Heather Buchta’s debut novel, Beyond the Break, focuses on a girl who grapples being a modern teenager with her faith. This young adult contemporary deals with the tough questions like what it means to fall in love and how to be a good Christian while doing so.
Manhattan Beach native Lovette has two rules in life. One: no surfing. Not after her brother's accident. Two: absolutely, no dating. And going into her junior year of high school, she's pretty happy with that arrangement. She has friends, her church youth group, and God to fall back on when things get dicey. But after Jake Evans walks into her life, following these two simple rules gets a lot more complicated. Jake is the boy from Lovette's childhood who grew up. Handsome and sweet, he unlocks the part of Lovette that wants nothing more than to surf the waves again. And as their relationship grows, she begins to question what it means to be faithful: to her family, to God, but mostly, to herself.
Fans of YA will definitely enjoy reading Lovette’s story; however, I don't think that this book is for everyone. There is a lot of talk of Jesus, Christianity, and what it means to be a person of faith. All of this can be tough to talk about, yet I think Buchta does an excellent job of trying to make the story relatable to a 2020 audience. The beginning can seem a bit too preach-y, but I think it just reflects how naive and strict in her beliefs Lovette is at that point in the novel. Throughout the story, she slowly learns that not everything is black and white and she learns to mesh her faith and her desires to create a new lifestyle and way of thinking.
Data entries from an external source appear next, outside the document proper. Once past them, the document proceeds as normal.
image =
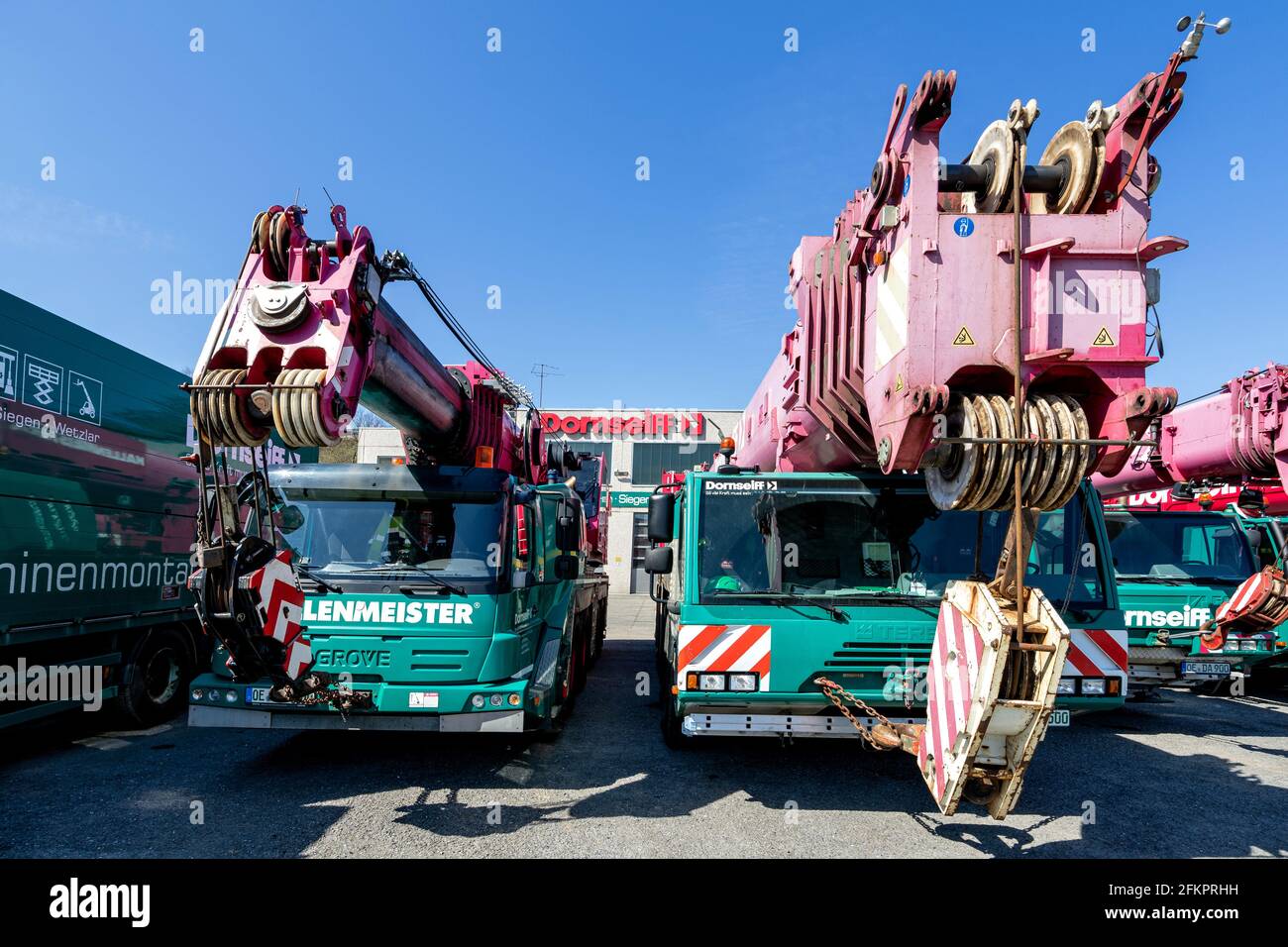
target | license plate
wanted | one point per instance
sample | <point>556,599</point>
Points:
<point>1205,669</point>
The way Lovette struggles with her faith while trying to navigate her relationship with Jake is relatable to anyone who is taught to believe one thing, yet sees a majority of others doing the opposite. However, the way the two try to communicate with one another and express their feelings makes you root for Jake and Lovette. As a reader, you want to see them overcome their past struggles, find comfort in one another, and become better people in the process.
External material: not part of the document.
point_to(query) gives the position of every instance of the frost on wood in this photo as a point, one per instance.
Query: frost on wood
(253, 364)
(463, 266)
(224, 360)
Dealing with issues like peer pressure and self reflection, this novel is a great YA book to add to your summer reading list. If you’re not comfortable with discussions about Christianity and faith, then you might want to pass on this book; however, I found that Buchta did a great job of showcasing the struggles that certain teens of faith deal with in modern society.
*I received an ARC from Penguin Teen in exchange for my honest opinion.